Enunciado
O Código de Processo Civil de 2015 consolidou um sistema de precedentes obrigatórios que devem ser observados por juízes e tribunais, entre eles as decisões proferidas em Incidente de Resolução de Demandas Repetitivas (IRDR), Incidente de Assunção de Competência (IAC), recursos repetitivos e repercussão geral, com o objetivo de assegurar uniformidade e estabilidade à interpretação do direito.

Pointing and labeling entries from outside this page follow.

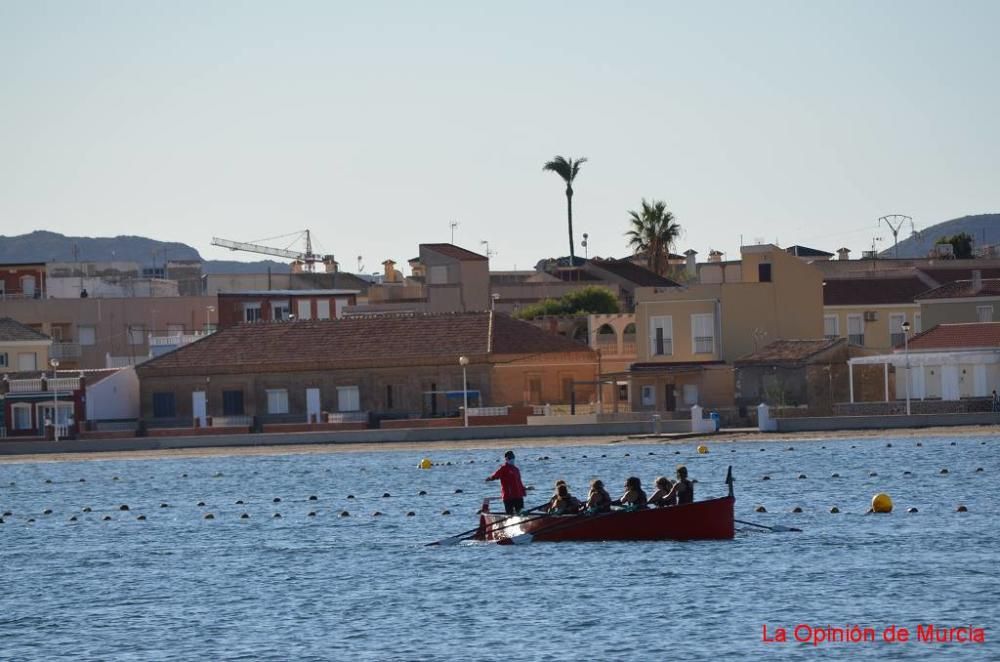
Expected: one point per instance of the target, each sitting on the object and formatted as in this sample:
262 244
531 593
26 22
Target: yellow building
687 337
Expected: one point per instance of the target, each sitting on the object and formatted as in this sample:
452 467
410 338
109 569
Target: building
688 337
22 280
282 305
380 366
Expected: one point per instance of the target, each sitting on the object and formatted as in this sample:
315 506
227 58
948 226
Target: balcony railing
65 350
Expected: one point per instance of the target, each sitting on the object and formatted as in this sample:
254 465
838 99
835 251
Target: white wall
114 397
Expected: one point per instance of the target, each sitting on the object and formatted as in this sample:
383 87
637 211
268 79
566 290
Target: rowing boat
711 519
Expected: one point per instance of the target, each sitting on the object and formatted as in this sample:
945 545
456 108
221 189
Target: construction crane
301 260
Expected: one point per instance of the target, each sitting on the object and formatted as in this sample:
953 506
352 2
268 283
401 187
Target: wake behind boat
711 519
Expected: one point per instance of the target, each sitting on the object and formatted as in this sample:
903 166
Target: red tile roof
871 291
961 289
788 351
451 250
359 342
958 336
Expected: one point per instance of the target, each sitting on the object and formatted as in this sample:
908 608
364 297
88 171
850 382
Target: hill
983 228
44 246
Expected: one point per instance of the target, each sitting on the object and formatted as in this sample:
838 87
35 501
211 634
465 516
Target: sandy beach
428 448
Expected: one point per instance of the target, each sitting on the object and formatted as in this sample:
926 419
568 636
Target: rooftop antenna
895 223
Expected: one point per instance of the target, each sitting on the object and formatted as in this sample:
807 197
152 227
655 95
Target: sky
378 124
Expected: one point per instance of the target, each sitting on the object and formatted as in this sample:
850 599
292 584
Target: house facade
382 366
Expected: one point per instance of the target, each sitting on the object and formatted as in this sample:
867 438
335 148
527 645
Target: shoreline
427 447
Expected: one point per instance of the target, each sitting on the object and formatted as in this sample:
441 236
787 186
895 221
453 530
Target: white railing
489 411
25 385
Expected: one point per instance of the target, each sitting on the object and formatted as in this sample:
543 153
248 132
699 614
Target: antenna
895 223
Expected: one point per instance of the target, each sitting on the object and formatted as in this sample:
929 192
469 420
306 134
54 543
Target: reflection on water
316 584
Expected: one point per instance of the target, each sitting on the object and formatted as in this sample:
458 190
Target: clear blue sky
376 124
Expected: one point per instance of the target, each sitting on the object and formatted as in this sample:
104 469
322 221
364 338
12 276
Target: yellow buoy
882 503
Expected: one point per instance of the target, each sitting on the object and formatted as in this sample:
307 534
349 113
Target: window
703 333
322 309
831 326
303 309
280 311
251 312
164 405
136 334
855 330
22 416
87 335
348 398
896 335
277 401
661 335
27 361
232 403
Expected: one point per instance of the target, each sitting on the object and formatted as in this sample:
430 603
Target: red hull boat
712 519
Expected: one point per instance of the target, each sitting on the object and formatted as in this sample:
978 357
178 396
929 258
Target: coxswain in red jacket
511 488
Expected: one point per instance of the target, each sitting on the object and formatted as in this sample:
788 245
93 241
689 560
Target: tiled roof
958 336
963 288
805 251
360 342
871 291
788 351
11 330
634 273
451 250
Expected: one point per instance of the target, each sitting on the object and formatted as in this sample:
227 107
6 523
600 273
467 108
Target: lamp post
906 351
55 399
464 361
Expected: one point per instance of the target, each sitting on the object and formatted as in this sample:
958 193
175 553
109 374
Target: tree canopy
592 299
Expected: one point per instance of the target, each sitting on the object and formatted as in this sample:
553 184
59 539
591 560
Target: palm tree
654 232
567 169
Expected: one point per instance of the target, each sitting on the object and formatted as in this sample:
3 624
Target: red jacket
511 486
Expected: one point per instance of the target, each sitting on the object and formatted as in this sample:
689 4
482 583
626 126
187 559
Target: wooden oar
777 528
525 538
465 535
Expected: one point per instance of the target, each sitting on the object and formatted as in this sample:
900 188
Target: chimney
691 262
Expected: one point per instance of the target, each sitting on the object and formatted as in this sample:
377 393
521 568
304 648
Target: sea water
178 586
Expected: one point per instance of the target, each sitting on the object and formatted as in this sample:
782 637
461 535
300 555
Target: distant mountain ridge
45 246
983 228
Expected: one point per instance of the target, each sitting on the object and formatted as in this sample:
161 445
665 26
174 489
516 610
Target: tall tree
568 170
654 232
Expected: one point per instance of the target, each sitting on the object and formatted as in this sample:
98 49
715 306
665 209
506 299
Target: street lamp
55 399
905 326
464 361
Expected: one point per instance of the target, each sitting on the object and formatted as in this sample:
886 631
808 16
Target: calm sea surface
178 586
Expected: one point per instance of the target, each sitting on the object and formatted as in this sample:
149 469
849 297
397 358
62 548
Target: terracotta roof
11 331
451 250
871 291
634 273
789 351
958 336
963 288
361 342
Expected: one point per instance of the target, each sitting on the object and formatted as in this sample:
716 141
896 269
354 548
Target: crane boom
257 248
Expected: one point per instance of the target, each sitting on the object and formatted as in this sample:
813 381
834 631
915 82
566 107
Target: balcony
65 351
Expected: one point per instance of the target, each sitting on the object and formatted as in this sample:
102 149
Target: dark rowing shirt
687 494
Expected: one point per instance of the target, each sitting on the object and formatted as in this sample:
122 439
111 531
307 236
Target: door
312 405
199 408
949 382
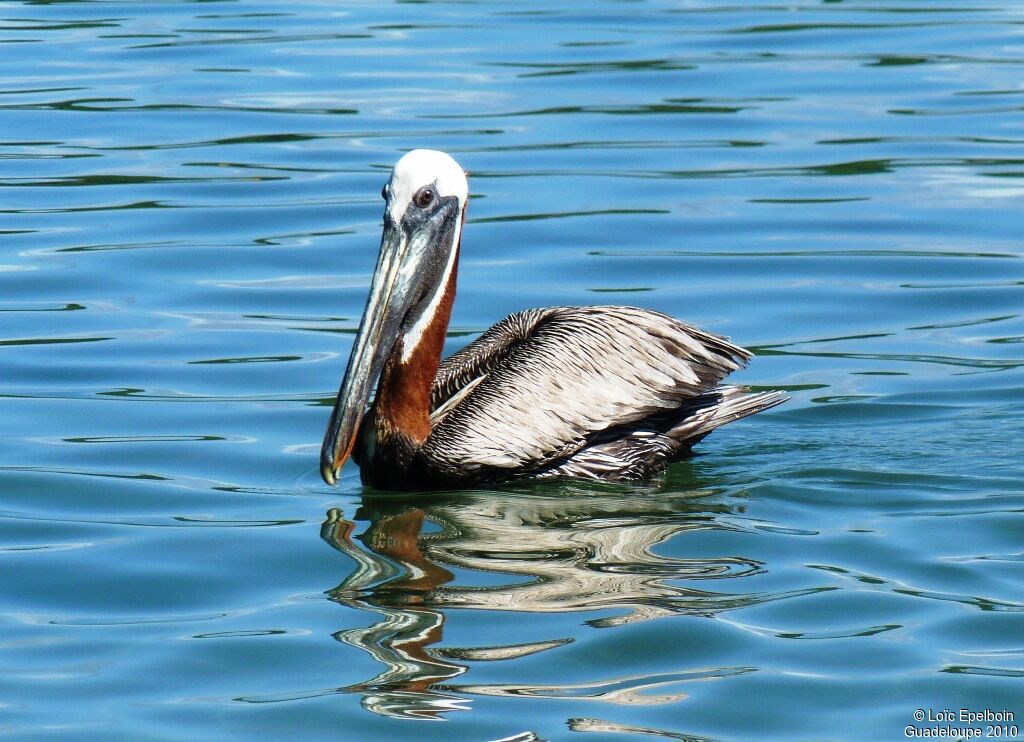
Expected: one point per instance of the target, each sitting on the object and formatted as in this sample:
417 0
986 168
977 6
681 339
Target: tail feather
712 410
643 448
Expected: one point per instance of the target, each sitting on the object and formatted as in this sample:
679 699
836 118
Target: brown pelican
593 392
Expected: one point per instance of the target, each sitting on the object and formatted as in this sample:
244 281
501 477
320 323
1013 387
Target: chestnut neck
402 404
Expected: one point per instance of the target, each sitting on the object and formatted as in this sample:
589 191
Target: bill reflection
565 549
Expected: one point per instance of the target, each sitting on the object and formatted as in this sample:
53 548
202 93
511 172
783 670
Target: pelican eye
424 198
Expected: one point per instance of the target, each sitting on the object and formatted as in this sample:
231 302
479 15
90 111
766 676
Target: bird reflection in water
564 548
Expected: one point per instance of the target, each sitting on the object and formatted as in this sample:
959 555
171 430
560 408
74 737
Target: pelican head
425 201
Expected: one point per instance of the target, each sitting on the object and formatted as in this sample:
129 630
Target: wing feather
546 381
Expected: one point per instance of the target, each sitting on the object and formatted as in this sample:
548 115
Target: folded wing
539 386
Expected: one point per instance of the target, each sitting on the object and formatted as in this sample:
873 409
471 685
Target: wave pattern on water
188 218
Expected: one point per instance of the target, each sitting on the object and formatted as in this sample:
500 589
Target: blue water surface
188 218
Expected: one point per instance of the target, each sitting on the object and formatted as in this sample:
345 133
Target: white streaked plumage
606 392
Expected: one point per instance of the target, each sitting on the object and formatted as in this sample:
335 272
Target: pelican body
607 392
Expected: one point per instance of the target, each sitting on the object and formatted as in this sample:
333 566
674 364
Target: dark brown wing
538 385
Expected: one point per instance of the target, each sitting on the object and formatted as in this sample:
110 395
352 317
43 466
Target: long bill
386 308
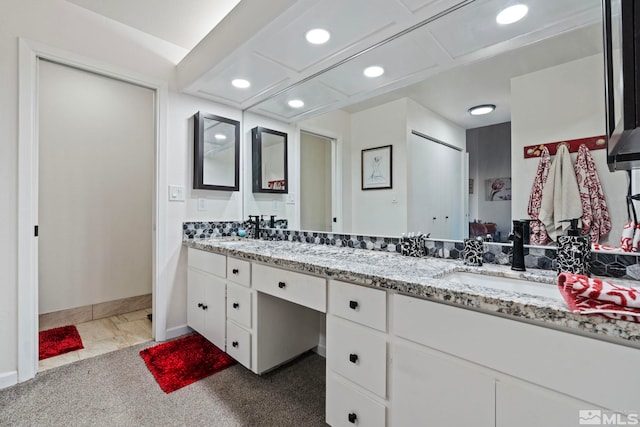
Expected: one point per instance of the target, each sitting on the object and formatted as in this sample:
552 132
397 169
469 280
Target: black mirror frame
198 153
256 145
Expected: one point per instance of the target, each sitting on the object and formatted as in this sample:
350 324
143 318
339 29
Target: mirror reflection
216 153
544 74
269 160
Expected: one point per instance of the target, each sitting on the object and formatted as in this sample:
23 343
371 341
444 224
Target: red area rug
57 341
183 361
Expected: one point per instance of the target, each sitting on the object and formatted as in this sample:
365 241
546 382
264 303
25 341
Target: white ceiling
447 65
183 23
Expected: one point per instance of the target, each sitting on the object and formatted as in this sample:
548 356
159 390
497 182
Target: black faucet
517 262
255 220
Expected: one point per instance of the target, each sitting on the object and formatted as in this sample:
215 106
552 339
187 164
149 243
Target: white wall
281 205
315 183
96 151
62 25
555 104
374 211
489 149
337 125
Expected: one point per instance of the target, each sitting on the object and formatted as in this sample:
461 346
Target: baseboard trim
7 379
178 331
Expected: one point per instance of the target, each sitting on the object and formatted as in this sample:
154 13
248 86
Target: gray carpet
116 389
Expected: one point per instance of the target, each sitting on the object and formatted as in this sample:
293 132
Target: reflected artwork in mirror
216 153
269 153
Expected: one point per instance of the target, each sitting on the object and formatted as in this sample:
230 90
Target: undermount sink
504 283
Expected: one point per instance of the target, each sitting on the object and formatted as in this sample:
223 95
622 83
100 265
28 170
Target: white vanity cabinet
206 287
260 315
357 356
499 371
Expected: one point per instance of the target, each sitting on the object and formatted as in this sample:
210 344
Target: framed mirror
269 149
216 153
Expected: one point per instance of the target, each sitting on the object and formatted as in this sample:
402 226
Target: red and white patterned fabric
595 214
539 234
630 239
594 296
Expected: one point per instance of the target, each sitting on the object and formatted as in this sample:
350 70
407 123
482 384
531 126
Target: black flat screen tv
621 28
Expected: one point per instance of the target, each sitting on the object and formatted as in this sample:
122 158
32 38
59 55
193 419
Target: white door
316 182
95 190
435 191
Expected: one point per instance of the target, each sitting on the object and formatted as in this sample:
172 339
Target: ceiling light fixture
241 83
512 14
318 36
479 110
296 103
373 71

Nesse contexto, em determinado Estado, o Tribunal de Justiça fixou, em sede de IRDR, a tese de que o fornecimento de medicamento pelo poder público depende da comprovação de registro na ANVISA. Em ação individual ajuizada posteriormente, com idêntico objeto, um juiz concedeu liminar em sentido contrário à tese firmada no IRDR. Considerando as disposições do Código de Processo Civil de 2015 e o papel do Ministério Público (MP) como fiscal da ordem jurídica, assinale a opção que indica a conduta que deve ser adotada diante da decisão judicial que contrariou precedente vinculante.
Alternativas
- A.O MP deve abster-se de intervir, pois a decisão judicial, ainda que contrária à tese do IRDR, é ato discricionário do magistrado.
- B.O IRDR possui natureza apenas persuasiva, de modo que o juiz pode afastar a tese quando entender necessário.
- C.O MP não possui legitimidade para intervir em processos individuais.
- D.O MP pode intervir para garantir o cumprimento do precedente obrigatório, impugnando a decisão judicial que divergiu da tese fixada.
- E.O MP deve apenas sugerir ao tribunal a revisão do precedente.
Gabarito: alternativa correta destacada.
Comentario
Por que as demais estão erradas:
A alternativa A está incorreta porque a observância de tese firmada em IRDR é obrigatória (art. 927, III, do CPC), não se inserindo no âmbito da discricionariedade do magistrado descumpri-la sem fundamentação de distinção ou superação.
A alternativa B está incorreta porque o IRDR possui eficácia vinculante e obrigatória para todos os juízes vinculados ao tribunal que o fixou, e não mera natureza persuasiva.
A alternativa C está incorreta porque o MP possui legitimidade para intervir em causas individuais quando houver interesse público evidenciado pela necessidade de uniformização jurisprudencial e respeito aos precedentes obrigatórios.
A alternativa E está incorreta porque a atuação do MP não é meramente consultiva ou limitada a sugerir a revisão do precedente, cabendo-lhe manejar os instrumentos processuais adequados para reformar a decisão divergente.